Readers of a certain age may remember the 1972 Aretha Franklin song and album titled “Young, Gifted and Black.” Maine, which, demographically speaking, is almost of a certain age, might be described as old, undereducated and white.
The recently released census data about Maine gives state and local leaders a stark look at the challenges our demographics pose in growing the economy. But too often, Maine is described too simply. The state is said to be the oldest in the nation, but there is a bit more nuance to that designation which should be understood.
Maine’s median age — that is, the age at which half the state’s 1.3 million people are older and half are younger — is 42.7. Compared to the national average median of 36.9, we’re not quite as old as many thought, right? In fact, at 42 we just might still be able to work circles around those 36-year-olds.
One popular image of our aging state is of retirees selling their homes in the southern New England or mid-Atlantic states and moving to Maine.

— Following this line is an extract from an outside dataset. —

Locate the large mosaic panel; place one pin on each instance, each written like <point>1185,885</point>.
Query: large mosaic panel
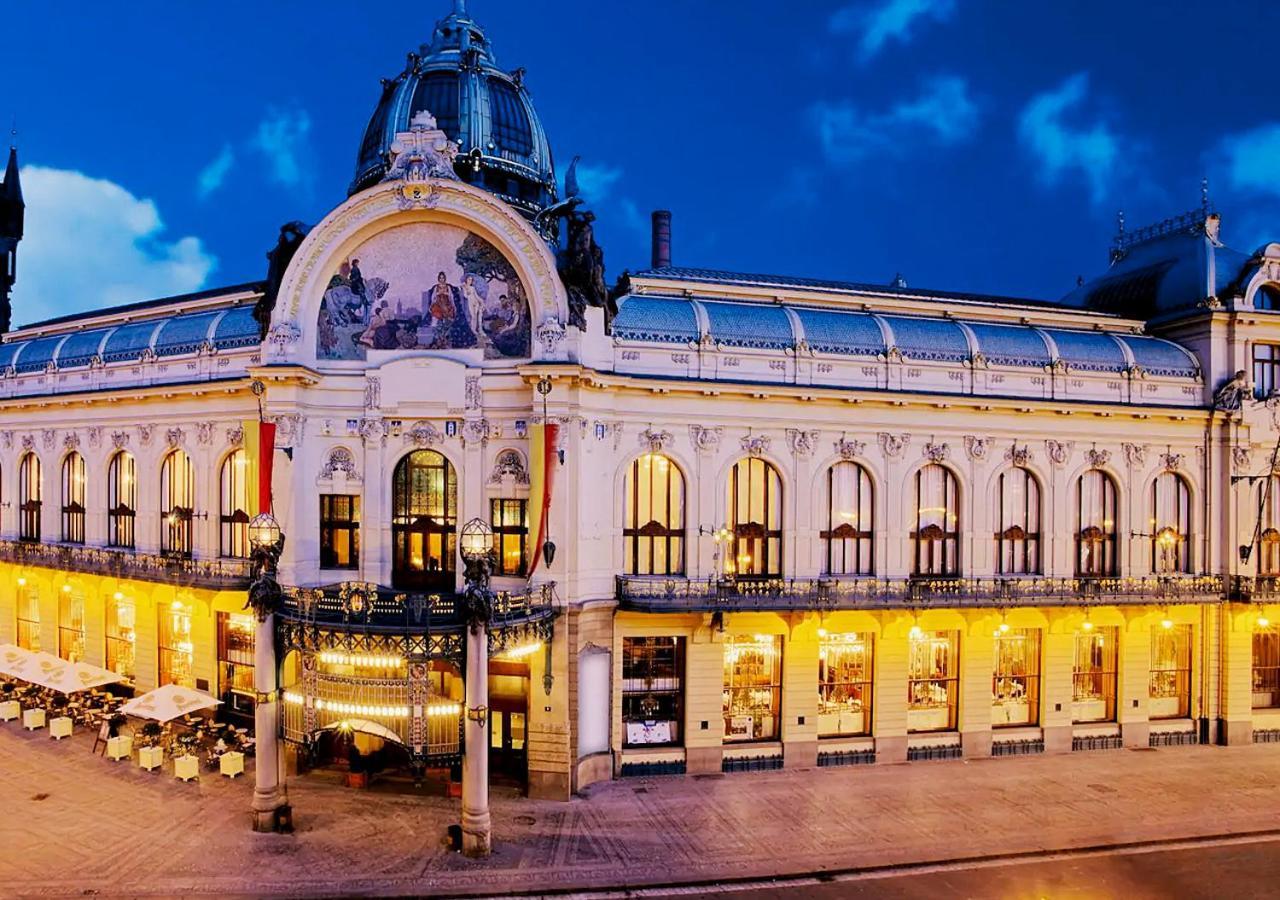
<point>424,287</point>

Here, they are able to buy homes with more land or water views, renovate them and still pocket some money from the sale elsewhere. They invest in the local economy, patronize local businesses and don’t put children into the school system.

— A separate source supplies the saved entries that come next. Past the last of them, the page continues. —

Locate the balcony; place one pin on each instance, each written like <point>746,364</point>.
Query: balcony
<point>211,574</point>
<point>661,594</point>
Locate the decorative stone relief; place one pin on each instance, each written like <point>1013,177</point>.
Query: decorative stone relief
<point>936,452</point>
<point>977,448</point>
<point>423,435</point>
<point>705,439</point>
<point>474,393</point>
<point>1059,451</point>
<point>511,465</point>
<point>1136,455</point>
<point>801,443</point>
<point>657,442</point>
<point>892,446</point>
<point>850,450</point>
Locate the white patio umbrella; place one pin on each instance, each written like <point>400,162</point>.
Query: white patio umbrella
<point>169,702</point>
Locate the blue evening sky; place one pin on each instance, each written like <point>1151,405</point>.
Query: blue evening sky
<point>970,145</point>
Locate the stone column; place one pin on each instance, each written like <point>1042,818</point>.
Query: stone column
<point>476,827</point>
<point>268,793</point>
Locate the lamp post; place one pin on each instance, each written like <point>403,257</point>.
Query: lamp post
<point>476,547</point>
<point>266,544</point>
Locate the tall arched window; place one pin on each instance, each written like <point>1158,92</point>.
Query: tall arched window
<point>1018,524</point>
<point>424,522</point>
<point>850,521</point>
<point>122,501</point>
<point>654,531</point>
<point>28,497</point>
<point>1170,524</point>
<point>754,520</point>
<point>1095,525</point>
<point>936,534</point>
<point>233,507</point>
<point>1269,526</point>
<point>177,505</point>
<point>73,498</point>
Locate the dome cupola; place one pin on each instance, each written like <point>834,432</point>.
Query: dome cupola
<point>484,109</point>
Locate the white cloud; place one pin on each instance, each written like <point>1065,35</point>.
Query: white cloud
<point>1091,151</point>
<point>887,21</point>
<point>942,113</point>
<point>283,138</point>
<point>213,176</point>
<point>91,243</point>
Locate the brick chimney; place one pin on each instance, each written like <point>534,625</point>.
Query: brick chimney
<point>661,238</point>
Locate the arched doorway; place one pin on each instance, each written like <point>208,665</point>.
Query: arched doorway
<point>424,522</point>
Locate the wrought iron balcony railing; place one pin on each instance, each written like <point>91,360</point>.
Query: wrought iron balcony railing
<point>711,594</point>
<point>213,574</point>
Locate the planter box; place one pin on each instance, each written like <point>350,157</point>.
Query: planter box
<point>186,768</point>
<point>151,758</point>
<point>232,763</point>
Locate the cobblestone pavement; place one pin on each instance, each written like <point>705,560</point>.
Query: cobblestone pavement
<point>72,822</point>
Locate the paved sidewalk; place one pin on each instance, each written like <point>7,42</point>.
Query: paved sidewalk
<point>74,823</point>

Another image of aging Maine is of the native-born resident in declining health, struggling to maintain the old homestead on limited income while drawing more and more government aid.

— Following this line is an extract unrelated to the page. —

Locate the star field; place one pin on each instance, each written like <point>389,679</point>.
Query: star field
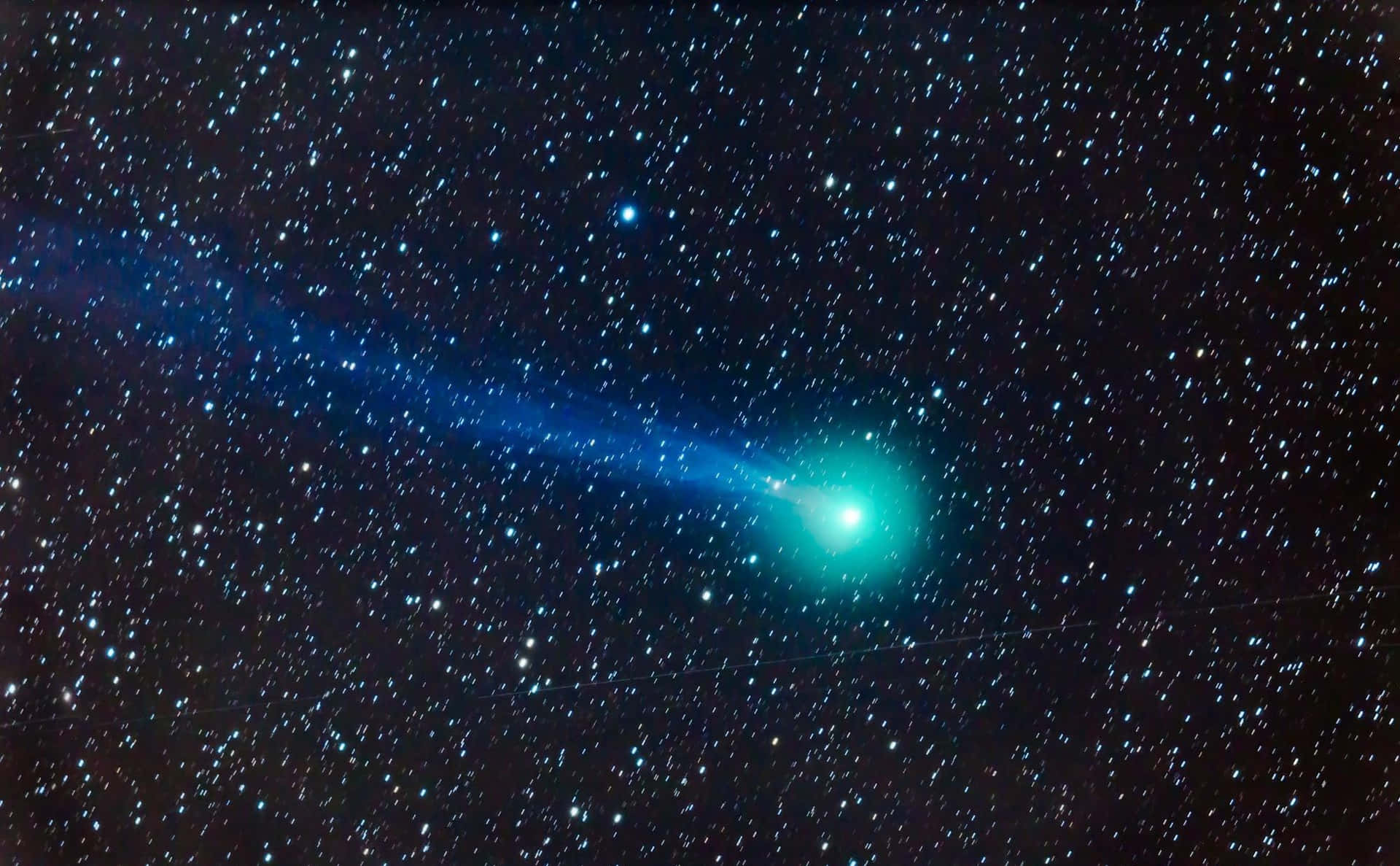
<point>394,404</point>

Yes, a substantial chunk — 15.9 percent — of Maine’s population is 65 or older. That’s higher than the national 13 percent. Florida has the highest percentage of 65-plus (about 17 percent), and Pennsylvania and West Virginia join Maine in the 15 percent range.
If there is a sweet spot for the age of those who might start businesses or become valuable employees, it probably is the 25-44 age group. For Maine, 23.8 percent of the population falls into this segment (25-29, 5.5 percent; 30-34, 5.4 percent; 35-39, 6 percent; 40-44, 6.9 percent).
Ireland, one of several European Union nations especially hard hit by the recession, is seeing many of its 25- to 44-year-olds flee. The Irish government released information showing that 110 Irish citizens are leaving the country daily, and the majority of the citizens fleeing are in the 25- to 44-year-old age group. These are the “future engineers, entrepreneurs and labor which would help to lead Ireland out of the current economic morass,” a blogger noted.
Much has been written about young people leaving Maine for greener economic pastures, but
most troubling is the state’s virtually stagnant population. In the 2000-2010 years, Maine grew by just 4.2 percent. That’s less than half a percent per year.
While ethnic diversity is desirable because it contributes to cultural richness, there are other reasons for hoping Maine becomes less white. Currently, 95.2 percent of Mainers identify as white; 1.2 percent identify as African-American; and 2.6 percent identify as Hispanic. Hispanic couples, it turns out, have more children than white couples.
On education, Maine is unequivocally weak. A little over a quarter of the population holds four-year college degrees (about 37 percent hold at least a two-year degree).
The 2010 census is a treasure chest of data that should help us see ourselves clearly and accurately. That self-assessment should spark innovative thinking at the State House and elsewhere.